Another boring commute

My life is a commute.  Each week I teach twenty-some-odd classes at businesses across the city.  After living in Prague for 17 months my commute has become a chore.  I usually feel like a hard-nosed local, reading prodigiously on the tram and leaving the scenery to the tourists.  However, after a conversation with my friend Stacy I realized that compared to the bleak, repetitive and subterranean F-Train commute I left behind, even my rather drab winter travels through Prague are interesting and often beautiful.

The Metro is a bit nicer than the Subway

On Monday morning I catch the yellow Metro from Českomoravská to Anděl, a buzzing hub of modern commerce, for my first two classes.

Andel, a major tram hub

The views from the 7th floor conference rooms of ING are some of my favorites though my photography fails to show the splendor of the city stretching out along the contours of the river valley.  From these rooms you can see the castle Vyšehrad in the distance, ancient battlements cutting through the forested back of Petřiny, and the spires of dozen churches rising above the city.

From Anděl I usually swing past my school and plan a couple lessons before my next class which is right in the heart of the city at Václavské náměstí.  

Wenceslas Square, the National Museum in the distance

The crowds of tourists are typical and I’m not ashamed to often join them in grabbing a quick lunch of Bavorsky Klobasa from the street vendors here.

I have class with a future tennis champion at the Český Lawn – Tennis Klub on an island in the Vlatava. 

Some of the tennis courts visible to the left

There is also a rather nice view of the castle in the distance on the other side of the bridge.

The castle in the distance

And of course, one of the locks.

I was once late for watching a ship cycle through this lock.

Tuesday mornings I grab tram #19 through Žižkov past my old flat and the massive Olšany Cemetery where Kafka is buried.

A walled and forested home for the dead

Wednesday morning I teach at a law firm tucked into a courtyard off a high end shopping center adjacent to Václavské náměstí.  Getting there from the metro means walking through the famous Powder Gate.  Later in the day I take the tram down the river to a beautiful suburb on a hill overlooking the city.

The Powder Gate is so named for it's history as an arms depot.

It’s fun to find new paths between nearby classes which utilize the small streets and alleys that Prague is famous for.  I try to skirt the main tourist zones as much as possible.

Typical streets in the old town. The tower pictured rise above the courtyard of the old Oxford TEFL, where I studied after I arrived in Prague.

But I often catch glimpses of the famous sights, like the Astronomical Clock in Old Town Square, as I run to-and-fro.
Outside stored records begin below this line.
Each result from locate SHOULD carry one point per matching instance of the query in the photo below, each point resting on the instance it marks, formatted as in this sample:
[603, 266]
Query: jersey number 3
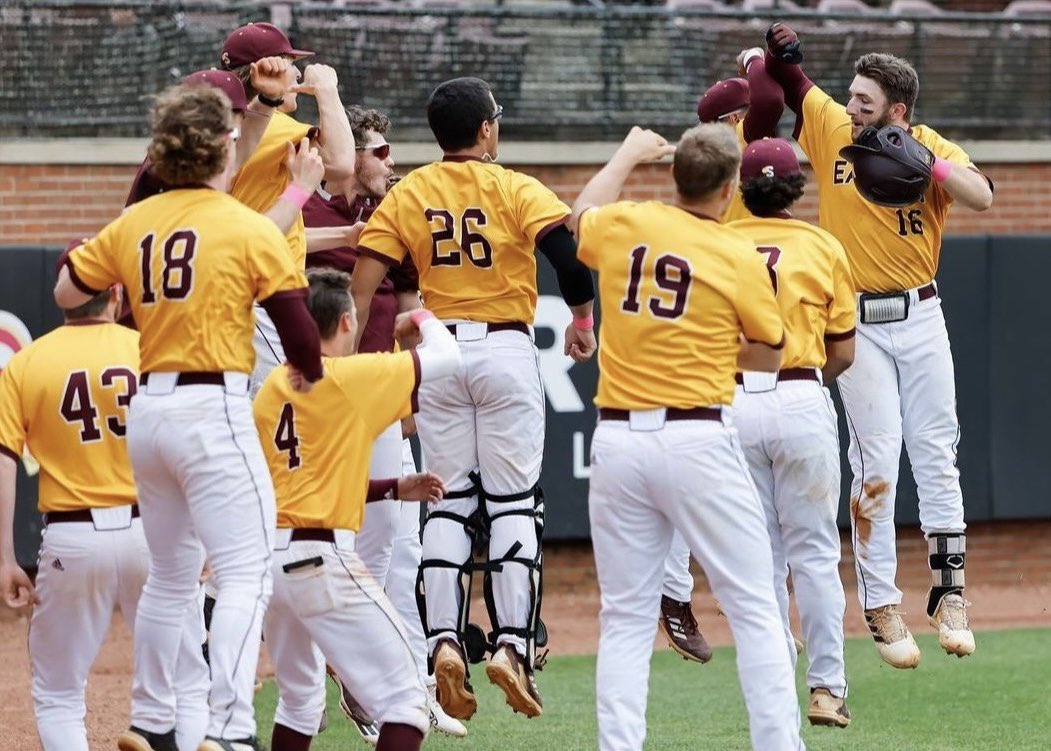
[672, 274]
[177, 275]
[285, 438]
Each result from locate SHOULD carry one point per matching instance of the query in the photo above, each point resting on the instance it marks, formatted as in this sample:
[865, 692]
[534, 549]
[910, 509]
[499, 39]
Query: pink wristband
[419, 315]
[941, 169]
[295, 195]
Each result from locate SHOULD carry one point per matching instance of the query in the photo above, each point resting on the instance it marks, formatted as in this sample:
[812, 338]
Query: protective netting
[560, 71]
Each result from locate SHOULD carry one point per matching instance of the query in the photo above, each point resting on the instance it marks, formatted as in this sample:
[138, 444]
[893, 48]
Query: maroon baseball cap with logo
[723, 98]
[253, 42]
[225, 82]
[768, 158]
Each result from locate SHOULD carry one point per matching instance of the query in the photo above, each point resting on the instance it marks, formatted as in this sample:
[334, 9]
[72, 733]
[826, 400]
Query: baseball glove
[891, 168]
[784, 43]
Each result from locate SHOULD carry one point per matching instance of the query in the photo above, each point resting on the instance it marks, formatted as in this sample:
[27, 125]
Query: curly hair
[189, 134]
[767, 195]
[362, 120]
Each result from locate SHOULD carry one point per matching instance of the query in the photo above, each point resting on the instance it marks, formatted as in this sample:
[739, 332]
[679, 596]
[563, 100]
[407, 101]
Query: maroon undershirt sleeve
[767, 103]
[296, 331]
[795, 83]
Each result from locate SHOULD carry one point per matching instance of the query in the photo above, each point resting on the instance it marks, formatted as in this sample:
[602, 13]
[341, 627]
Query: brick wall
[50, 204]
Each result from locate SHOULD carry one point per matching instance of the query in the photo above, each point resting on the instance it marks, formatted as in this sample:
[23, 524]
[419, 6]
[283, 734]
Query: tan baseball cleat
[826, 709]
[455, 693]
[891, 635]
[953, 631]
[508, 670]
[679, 625]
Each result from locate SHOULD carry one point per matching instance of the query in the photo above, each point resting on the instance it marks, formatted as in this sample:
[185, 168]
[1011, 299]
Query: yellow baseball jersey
[889, 249]
[191, 261]
[676, 291]
[318, 444]
[471, 228]
[808, 269]
[736, 209]
[264, 176]
[65, 396]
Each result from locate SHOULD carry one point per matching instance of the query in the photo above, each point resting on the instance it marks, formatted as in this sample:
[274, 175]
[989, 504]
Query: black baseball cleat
[138, 739]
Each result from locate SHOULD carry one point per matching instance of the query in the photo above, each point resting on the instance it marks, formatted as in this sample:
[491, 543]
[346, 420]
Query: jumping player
[472, 229]
[902, 382]
[318, 447]
[663, 455]
[192, 261]
[787, 421]
[65, 397]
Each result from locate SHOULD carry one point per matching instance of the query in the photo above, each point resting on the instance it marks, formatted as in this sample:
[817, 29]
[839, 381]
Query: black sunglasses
[380, 151]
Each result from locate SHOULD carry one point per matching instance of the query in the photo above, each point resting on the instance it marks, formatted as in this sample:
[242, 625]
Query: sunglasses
[380, 151]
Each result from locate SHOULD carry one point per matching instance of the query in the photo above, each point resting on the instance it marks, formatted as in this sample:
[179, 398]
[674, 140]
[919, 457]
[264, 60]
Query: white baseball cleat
[439, 721]
[891, 635]
[953, 631]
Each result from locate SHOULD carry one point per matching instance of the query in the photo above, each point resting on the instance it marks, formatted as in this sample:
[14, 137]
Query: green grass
[998, 700]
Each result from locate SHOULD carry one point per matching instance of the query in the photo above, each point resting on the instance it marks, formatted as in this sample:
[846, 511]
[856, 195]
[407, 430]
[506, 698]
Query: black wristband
[270, 102]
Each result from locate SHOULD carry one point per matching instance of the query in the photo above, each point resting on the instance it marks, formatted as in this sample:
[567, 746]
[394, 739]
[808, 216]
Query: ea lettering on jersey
[842, 172]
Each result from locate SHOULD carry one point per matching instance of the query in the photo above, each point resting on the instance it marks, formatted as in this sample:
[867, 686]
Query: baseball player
[902, 381]
[787, 421]
[472, 229]
[65, 397]
[678, 290]
[317, 447]
[192, 261]
[727, 102]
[332, 217]
[264, 179]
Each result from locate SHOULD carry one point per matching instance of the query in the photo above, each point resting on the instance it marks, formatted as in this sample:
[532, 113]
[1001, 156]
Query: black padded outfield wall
[996, 313]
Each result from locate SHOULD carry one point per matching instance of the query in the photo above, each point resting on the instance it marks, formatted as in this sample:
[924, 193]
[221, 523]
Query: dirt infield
[1009, 575]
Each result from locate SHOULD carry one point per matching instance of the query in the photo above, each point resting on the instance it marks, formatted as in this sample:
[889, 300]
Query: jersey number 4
[79, 407]
[177, 275]
[285, 438]
[672, 274]
[472, 243]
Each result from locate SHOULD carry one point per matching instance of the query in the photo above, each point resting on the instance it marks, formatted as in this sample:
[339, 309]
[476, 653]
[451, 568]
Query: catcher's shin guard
[470, 635]
[946, 555]
[535, 632]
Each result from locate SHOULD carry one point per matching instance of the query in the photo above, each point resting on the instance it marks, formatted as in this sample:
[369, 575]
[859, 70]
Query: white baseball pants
[790, 441]
[489, 418]
[901, 384]
[84, 572]
[204, 487]
[336, 609]
[688, 476]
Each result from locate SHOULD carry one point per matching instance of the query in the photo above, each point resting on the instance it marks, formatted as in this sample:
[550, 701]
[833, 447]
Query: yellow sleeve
[271, 263]
[393, 380]
[382, 237]
[536, 208]
[757, 308]
[12, 418]
[821, 115]
[843, 310]
[94, 264]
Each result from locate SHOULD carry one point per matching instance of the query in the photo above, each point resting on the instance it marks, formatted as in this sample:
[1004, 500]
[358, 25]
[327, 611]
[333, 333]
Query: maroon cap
[769, 158]
[723, 98]
[225, 82]
[253, 42]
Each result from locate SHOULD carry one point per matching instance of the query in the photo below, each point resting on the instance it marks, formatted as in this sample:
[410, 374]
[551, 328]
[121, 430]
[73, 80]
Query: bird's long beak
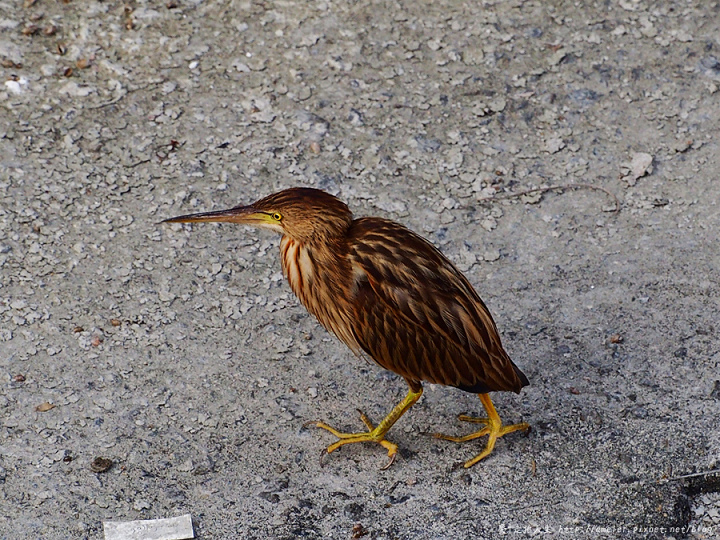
[240, 214]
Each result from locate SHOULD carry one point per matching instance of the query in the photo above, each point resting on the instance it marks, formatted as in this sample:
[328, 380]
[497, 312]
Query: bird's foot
[493, 428]
[374, 434]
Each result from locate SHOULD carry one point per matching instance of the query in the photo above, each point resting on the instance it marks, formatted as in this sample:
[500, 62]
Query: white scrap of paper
[177, 528]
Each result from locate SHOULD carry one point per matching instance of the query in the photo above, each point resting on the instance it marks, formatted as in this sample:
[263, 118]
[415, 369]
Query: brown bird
[388, 293]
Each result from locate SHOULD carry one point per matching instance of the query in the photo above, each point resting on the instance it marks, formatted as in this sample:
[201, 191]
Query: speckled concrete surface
[180, 354]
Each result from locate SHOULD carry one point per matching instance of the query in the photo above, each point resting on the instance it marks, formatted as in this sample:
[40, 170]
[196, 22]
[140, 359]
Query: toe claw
[392, 460]
[323, 453]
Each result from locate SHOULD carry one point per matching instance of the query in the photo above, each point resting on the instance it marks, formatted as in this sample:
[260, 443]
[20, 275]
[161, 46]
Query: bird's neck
[319, 274]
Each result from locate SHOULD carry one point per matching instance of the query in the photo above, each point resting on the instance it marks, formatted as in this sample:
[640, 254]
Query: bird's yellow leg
[493, 429]
[374, 433]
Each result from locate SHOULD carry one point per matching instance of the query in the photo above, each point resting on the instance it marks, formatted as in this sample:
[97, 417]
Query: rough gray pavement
[179, 352]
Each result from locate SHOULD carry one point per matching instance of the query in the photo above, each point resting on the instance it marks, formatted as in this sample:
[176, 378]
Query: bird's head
[303, 214]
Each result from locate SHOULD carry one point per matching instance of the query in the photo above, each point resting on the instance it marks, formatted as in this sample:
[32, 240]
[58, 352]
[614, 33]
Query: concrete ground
[179, 353]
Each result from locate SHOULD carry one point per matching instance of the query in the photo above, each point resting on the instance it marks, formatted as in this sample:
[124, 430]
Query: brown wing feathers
[443, 332]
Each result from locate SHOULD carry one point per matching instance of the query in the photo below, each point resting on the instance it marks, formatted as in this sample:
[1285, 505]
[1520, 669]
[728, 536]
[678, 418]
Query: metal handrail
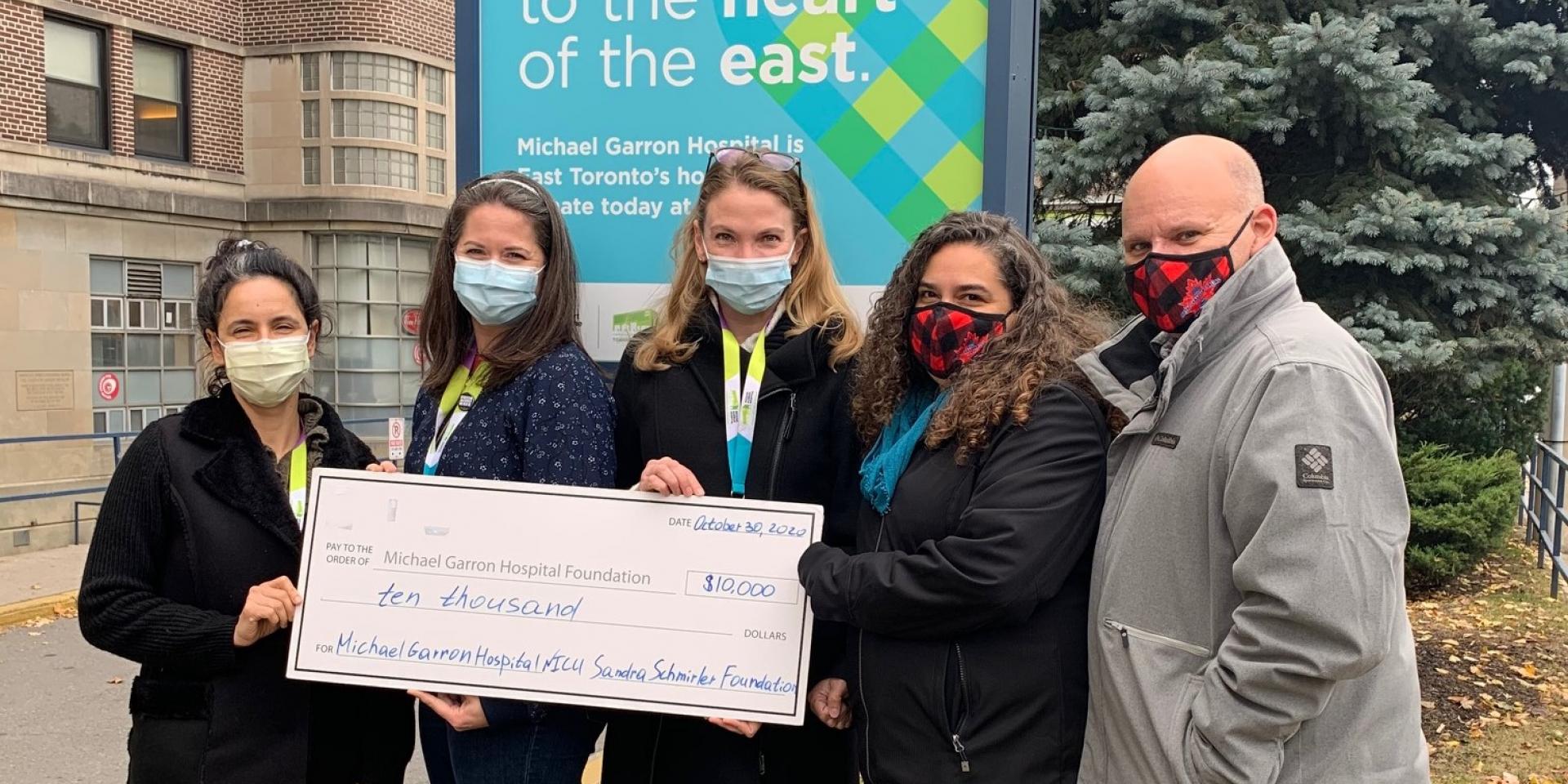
[1542, 507]
[76, 507]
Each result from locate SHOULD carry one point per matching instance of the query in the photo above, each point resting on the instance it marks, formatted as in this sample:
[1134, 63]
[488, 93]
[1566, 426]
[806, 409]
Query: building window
[436, 85]
[160, 100]
[436, 176]
[373, 73]
[311, 167]
[311, 122]
[74, 83]
[373, 167]
[436, 131]
[375, 284]
[145, 334]
[310, 73]
[372, 119]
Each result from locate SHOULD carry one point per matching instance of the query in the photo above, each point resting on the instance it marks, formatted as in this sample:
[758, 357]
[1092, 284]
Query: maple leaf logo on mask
[1198, 292]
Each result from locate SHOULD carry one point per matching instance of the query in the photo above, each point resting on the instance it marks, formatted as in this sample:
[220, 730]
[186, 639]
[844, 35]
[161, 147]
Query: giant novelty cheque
[559, 595]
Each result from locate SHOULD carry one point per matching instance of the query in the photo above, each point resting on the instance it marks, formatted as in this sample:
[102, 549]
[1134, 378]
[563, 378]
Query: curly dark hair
[1048, 332]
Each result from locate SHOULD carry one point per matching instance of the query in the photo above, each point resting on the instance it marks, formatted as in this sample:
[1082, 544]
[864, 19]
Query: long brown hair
[446, 327]
[813, 298]
[1048, 332]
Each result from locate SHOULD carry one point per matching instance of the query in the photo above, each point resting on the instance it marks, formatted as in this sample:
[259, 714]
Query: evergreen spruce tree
[1409, 145]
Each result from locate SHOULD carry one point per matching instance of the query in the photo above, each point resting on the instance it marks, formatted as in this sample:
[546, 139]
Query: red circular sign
[109, 386]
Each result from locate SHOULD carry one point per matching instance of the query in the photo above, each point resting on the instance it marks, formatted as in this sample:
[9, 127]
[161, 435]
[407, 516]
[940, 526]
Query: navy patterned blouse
[552, 424]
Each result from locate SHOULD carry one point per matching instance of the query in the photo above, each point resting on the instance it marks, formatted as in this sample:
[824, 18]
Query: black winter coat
[806, 452]
[971, 604]
[194, 518]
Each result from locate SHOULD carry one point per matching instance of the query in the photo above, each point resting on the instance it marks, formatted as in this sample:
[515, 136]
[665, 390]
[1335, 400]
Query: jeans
[526, 744]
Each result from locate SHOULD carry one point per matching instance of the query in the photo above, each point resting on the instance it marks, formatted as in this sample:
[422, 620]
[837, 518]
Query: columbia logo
[1314, 466]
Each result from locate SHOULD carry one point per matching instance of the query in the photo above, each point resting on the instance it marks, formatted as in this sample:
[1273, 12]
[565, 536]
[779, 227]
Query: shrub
[1462, 510]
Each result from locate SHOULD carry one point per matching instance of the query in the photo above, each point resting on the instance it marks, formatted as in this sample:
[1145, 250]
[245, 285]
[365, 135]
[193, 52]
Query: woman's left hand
[737, 726]
[461, 710]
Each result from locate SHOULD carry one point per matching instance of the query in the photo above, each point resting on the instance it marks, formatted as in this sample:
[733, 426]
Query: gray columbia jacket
[1247, 610]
The Astronomical Clock of Old Town Sq squashed between buildings

They are also useful for staying warm and dry

One of my favorite things about Prague is it’s many passageways – both secret and public – through, under and around the cramp buildings of the old city.   They are sometimes heavily advertised and filled with businesses while at other times you feel like you’re trespassing through someones back yard.  My rule of thumb for Old Town is that quickest way between two points involves at least one trip through a pasaż.  

On Thursdays I have to cross the infamous “suicide bridge” out near Vyšehrad.  The bridge allows commuters to walk, drive or ride over the neighborhood of Nusle.  It’s a massive construction which takes ten minutes to cross.  It’s hell in the rain and snow.

It takes ten minutes to cross this bridge

The best is on Friday when I finish the day at a restaurant near Charles Bridge.

My final class of the week is to the left of the tower

It offers some tremendous views of the Castle and Charles Bridge.

A typical view of the castle from the Vlatava

This week instead of elbowing tourists out of the way to stay on schedule I was doing it to take photographs of the scenery.  Next week I’ll have to try extra hard to ignore the scenery so I can feel like a local again.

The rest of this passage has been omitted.